Question

What is the nature of the Gaussian surface involved in Gauss law of electrostatic?

(A) Scalar
(B) Electrical
(C) Magnetic
(D) Vector

Answer 1

Hint:
- We should know about the difference of scalar and vector.
- We should know what the Gaussian surface is .
- Gauss’s law of electrostatic tells that the total amount of electric flux out of a closed surface is equal to the enclosed charge divided by the permittivity.
- Scalar quantity is one dimensional.
- Every vector quantity obeys only vector algebraic equations. But scalar quantity does not flow vector algebraic equations. It obeys a simple mathematical algebraic equation.

Complete step by step solution:
We know according to the Gauss’s law, the surface integral of electric field($\vec E$) over closed surface ($\vec S$) enclosing a volume ($V$) is the total amount of electric flux that is $\dfrac{1}{{\mathop \varepsilon \nolimits_0 }}$ times of the total charge($\mathop q\nolimits_{in} $) enclosed by the surface.
Mathematically, we can express the Gauss’s law as, $\oint {\vec E \cdot d\vec s = \dfrac{{\mathop q\nolimits_{in} }}{{\mathop \varepsilon \nolimits_0 }}} $
A Gaussian surface is an imaginary closed surface around a charge in a $3$ dimensional space. The total amount of flux is calculated by using this surface.
Now, the Gaussian surface is an imaginary surface. So it can never be electrical and magnetic in nature. The Gaussian surface has a direction outwards the enclosed path. It obeys vector algebra rules. It is in 3D space. So clearly it is a vector in nature.

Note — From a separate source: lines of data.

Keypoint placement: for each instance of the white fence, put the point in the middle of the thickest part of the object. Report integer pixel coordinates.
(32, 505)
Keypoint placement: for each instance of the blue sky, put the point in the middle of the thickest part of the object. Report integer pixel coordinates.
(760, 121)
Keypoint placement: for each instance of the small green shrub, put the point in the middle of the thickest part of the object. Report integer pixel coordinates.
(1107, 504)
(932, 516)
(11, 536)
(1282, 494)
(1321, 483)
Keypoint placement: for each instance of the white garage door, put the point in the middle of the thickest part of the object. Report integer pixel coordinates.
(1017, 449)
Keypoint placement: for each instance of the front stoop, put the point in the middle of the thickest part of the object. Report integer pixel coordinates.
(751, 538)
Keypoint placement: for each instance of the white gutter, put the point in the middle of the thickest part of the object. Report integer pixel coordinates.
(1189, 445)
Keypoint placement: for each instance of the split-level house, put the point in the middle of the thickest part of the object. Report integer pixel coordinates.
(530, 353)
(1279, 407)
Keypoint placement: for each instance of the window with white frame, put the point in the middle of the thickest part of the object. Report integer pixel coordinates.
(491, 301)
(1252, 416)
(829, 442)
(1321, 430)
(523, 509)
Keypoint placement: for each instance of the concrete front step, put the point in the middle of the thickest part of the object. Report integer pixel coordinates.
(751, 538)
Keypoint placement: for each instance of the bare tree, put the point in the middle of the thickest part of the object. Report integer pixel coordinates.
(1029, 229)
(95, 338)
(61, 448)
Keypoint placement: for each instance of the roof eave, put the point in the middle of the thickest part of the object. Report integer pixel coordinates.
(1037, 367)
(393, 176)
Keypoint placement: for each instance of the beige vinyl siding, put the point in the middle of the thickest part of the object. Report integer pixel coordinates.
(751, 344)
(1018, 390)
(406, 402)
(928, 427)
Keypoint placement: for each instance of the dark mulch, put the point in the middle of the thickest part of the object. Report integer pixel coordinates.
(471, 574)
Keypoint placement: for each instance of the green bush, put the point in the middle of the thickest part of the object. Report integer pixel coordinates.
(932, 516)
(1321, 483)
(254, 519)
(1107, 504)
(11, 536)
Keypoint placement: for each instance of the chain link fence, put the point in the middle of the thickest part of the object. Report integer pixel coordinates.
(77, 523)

Hence the correct answer is option (D) Vector.

Note:
- The Gaussian surface is not electrical or magnetic in nature. But the flux of the electric field and magnetic field is calculated through it.
- This is an imaginary enclosed surface and its direction is always outward the surface.
- As it is an imaginary surface no charge can lie on this surface.
If the electric field is normal to the Gaussian surface, then the total amount of flux will be zero.